Jika Makmum dan Imam Berbeda Niat Shalat
Jika Makmum dan Imam Berbeda Niat
Shalat
Dalam suatu
kondisi mungkin akan kita temukan kejadian dimana seseorang menjadikan orang
lain yang sedang shalat sebagai imamnya dengan menepuk pundaknya, jika ternyata
imam tidak shalat seperti yang diniatkan makmum, apakah sah shalat si makmum?
Mengenai hal
ini, ada sebuah nukilan dari pendapat madzhab syaf’i yang berpendapat tentang
kebolehannya, sebagaimana tertulis dalam kitab Al Iqna’ yang ditulis oleh Al
Khatib Asy-Syirbini:
من شروط الاقتداء توافق نظم صلاتيهما في الأفعال الظاهرة، فلا يصح
الاقتداء مع اختلافه كمكتوبة وكسوف أو جنازة لتعذر المتابعة، ويصح الاقتداء لمؤدّ
بقاض ومفترض بمتنفل، وفي
طويلة بقصيرة كظهر بصبح وبالعكس ولا يضر اختلاف نية
الإمام والمأموم
Di antara
syarat Iqtida’ (mengikuti imam) adalah kesamaan rangkaian tatacara shalat
keduanya (imam dan makmum) dalam gerakan yang signifikan, maka tidak sah bila
makmum mengikuti imam dengan adanya perbedaan seperti makmum melakukan shalat
fardlu sementara imam shalat gerhana atau shalat jenazah karena udzur mengikuti
secara lengkap, tapi dibenarkan iqtida untuk jenis shalat ada’ dan
qadha’, shalat fardlu dan nafilah, dan jenis shalat yang panjang dengan shalat
yang pendek seperti jika makmum niat Dzuhur dan imam niat subuh atau sebaliknya
dan tidak bermasalah jika niat imam dan makmum berbeda dalam shalat[1].

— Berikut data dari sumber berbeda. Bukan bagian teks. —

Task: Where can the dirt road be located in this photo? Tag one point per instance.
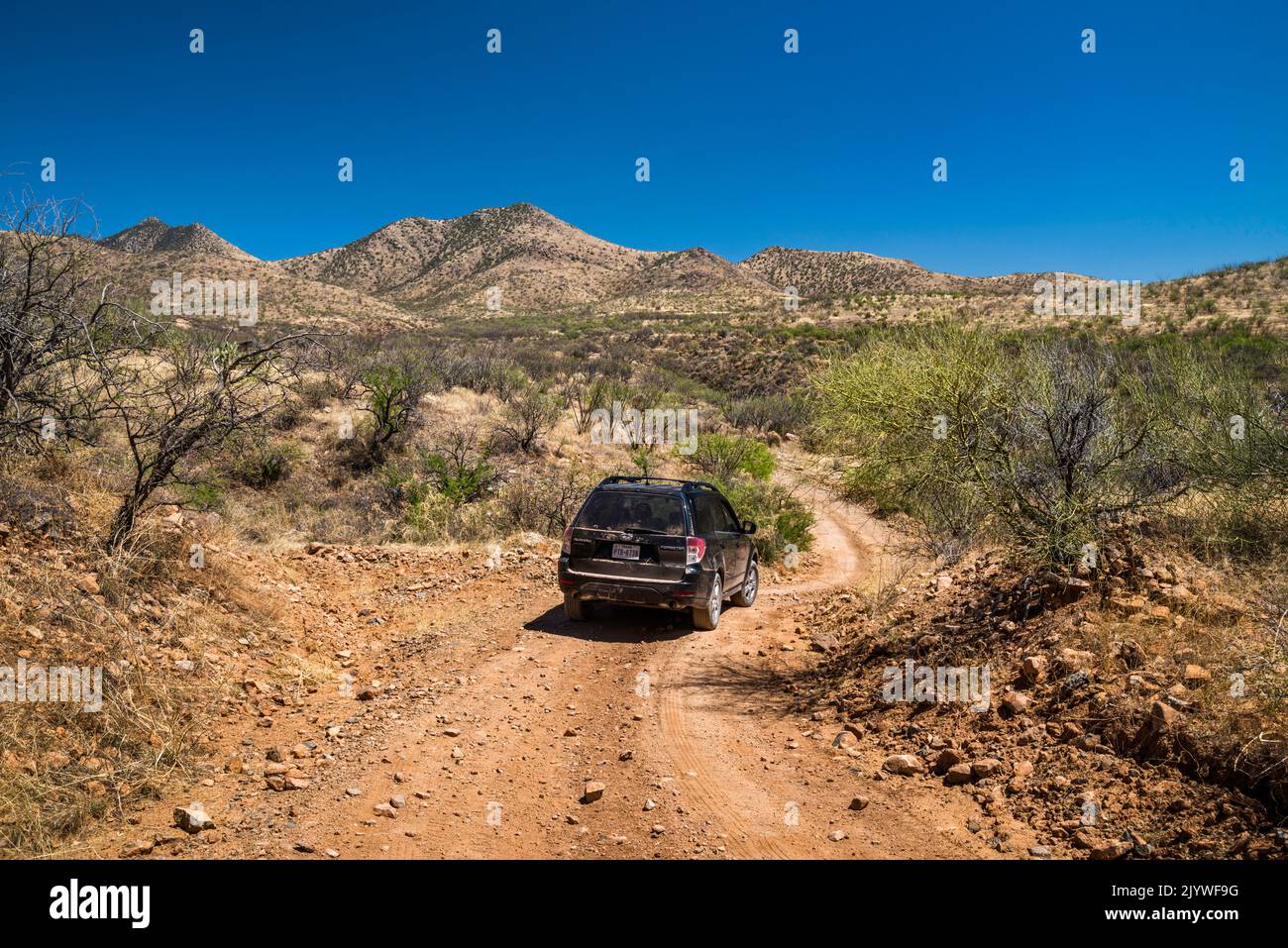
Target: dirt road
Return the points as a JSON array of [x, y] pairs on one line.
[[487, 712]]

Maksudnya adalah, sangat diperbolehkan apabila dalam
suatu kejadian ternyata seseorang menjadikan orang lain imam dalam shalatnya
meskipun ternyata niat mereka berdua berbeda, sepanjang jenis tatacara
shalatnya shalatnya adalah tatacara yang sama. Maka shalat gerhana sebagai
contoh, yang tata caranya tidak sama dengan shalat lain pada umumnya jika
dijadikan imam untuk yang shalat maghrib. Jadi jika imam niat shalat qashar,
sementara makmum mengikutinya dengan mengira dia shalat ashar, maka sah
masing-masing niat tiap orang tersebut.
Hal ini
tentunya bukan semata-mata datang dari ijtihad para ulama saja, namun
berlandaskan kepada hadist berikut:
أن معاذ بن جبل رضي الله عنه كان يصلي مع رسول الله صلى الله عليه
وسلم عشاء الآخرة ثم يرجع إلى قومه فيصلي بهم تلك الصلاة
Artinya: Muadz bin Jabal pernah shalat Isya berjamaah bersama Rasulullah lalu pulang ke kaumnya dan mengimami shalat Isya yang sama (HR Bukhari)
Dari segi
pendalilannya , hadist di atas menunjukkan sahnya shalat orang yang mengerjakan
shalat fardhu di belakang orang yang mengerjakan shalat sunnah. Karena Mu’adz
bersama nabi SAW mengerjakan shalat wajib. Lantas ia kembali ke kaumnya untuk
mengimami mereka dengan niatan shalat sunnah bagi Mu’adz, sedangkan kaumnya
berniat shalat wajib.
Dari sini
imam Nawawi juga memperkuat pendapatnya, dalam kitabnya Al Majmu beliau
berkata:
تصح صلاة النفل خلف الفرض والفرض خلف النفل، وتصح صلاة فريضة خلف
فريضة أخرى توافقها في العدد كظهر خلف عصر، وتصح فريضة خلف فريضة أقصر منها، وكل
هذا جائز بلا خلاف عندنا
Sah shalat sunnah di belakang shalat wajib, dan sah shalat wajib di belakang shalat sunnah. Juga, sah shalat wajib di belakang shalat wajib lain yang sama dalam rakaatnya seperti shalat zhuhur di belakang shalat Ashar. Dan sah shalat wajib di belakang shalat wajib lain yang rakaatnya lebih pendek. Semua ini boleh tanpa perbedaan menurut kami (ulama madzhab Syafi'iyah)[2].
Kesimpulannya,
untuk kasus makmum niat shalat Ashar dan Imam niat Qashar atau secara global,
perbedaan niat antara imam dan makmum dalam shalat, maka sah niat dan shalat
masing-masing sepanjang syarat sahnya juga terpenuhi.